What we can’t afford to do is go backward.  We should not expect the next generation of American investors to scroll through hundreds pages of disclosure to find the information they need to make investment decisions.  Private companies would not display critical information to their customers in this manner, and American investors have a right to expect their government to do better. 

Thank you.


[1] Section 4(g)(4)(E) of the Securities Exchange Act of 1934 authorizes the Investor Advocate, among other things, to propose to Congress any legislative, administrative, or personnel changes that may be appropriate to mitigate certain problems and to promote the interests of investors. 15 U.S.C. § 78d(g)(4)(E).

[2] Rick A. Fleming, Investor Advocate, Sec. Exch. Comm’n, Protecting Elderly Investors from Financial Exploitation: Questions to Consider, Address Before The American Retirement Initiative Winter Summit (Feb. 5, 2015), available at (last visited Feb. 18, 2015).
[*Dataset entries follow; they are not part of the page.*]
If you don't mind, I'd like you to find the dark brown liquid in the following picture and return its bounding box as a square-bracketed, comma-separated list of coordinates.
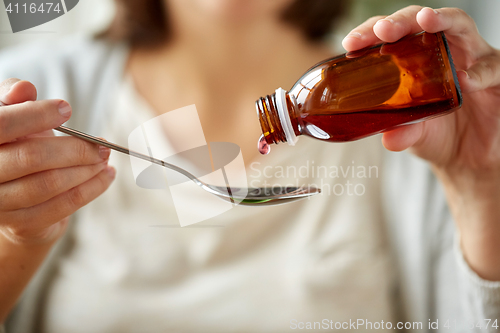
[258, 134, 270, 155]
[302, 100, 455, 141]
[289, 32, 461, 142]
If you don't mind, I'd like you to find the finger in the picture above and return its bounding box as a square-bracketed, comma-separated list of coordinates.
[0, 99, 72, 144]
[416, 7, 491, 59]
[0, 79, 37, 106]
[23, 129, 55, 139]
[456, 52, 500, 93]
[342, 15, 386, 51]
[0, 78, 20, 105]
[0, 161, 109, 211]
[372, 5, 424, 43]
[0, 136, 111, 183]
[9, 129, 55, 144]
[381, 116, 456, 166]
[381, 123, 424, 152]
[3, 166, 116, 241]
[0, 79, 54, 141]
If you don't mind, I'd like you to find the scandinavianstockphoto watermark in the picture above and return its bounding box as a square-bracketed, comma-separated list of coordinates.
[249, 160, 379, 197]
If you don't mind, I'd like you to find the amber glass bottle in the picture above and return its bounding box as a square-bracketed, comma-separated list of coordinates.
[256, 32, 462, 150]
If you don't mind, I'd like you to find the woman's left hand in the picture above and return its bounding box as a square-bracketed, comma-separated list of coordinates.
[343, 6, 500, 281]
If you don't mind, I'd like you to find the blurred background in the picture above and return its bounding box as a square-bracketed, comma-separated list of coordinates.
[1, 0, 499, 53]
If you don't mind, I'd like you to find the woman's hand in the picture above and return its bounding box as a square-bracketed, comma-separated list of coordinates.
[0, 78, 116, 321]
[343, 6, 500, 280]
[0, 78, 116, 245]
[3] Mark J. Flannery, Chief Economist and Director, SEC, The Commission’s Production and Use of Structured Data, Speech at Data Transparency Coalition’s Fall Policy Conference, Washington, D.C., (Sept. 30, 2014), available at (last visited Feb. 18, 2015).

[4] Id.

[5] SEC, Press Release, SEC Announces Program to Facilitate Analysis of Corporate Financial Data, (Dec. 30, 2014), available at (last visited Feb. 18, 2015).

[6] Flannery, supra note 3.

[7] Daniel Castro and Josh New, Congress Should Not Undo Progress on Financial Data Reform, The Hill Blog, (Feb. 11. 2015, 10:00 AM),

[8] According to one study, 69% of small public companies paid $10,000 or less on an annual basis for fully outsourced creation and filing solutions of their XBRL filings. See AICPA, XBLR Costs Study: Research Shows XBLR Filing Costs Lower than Expected (2015), available at (last visited Feb. 18, 2015).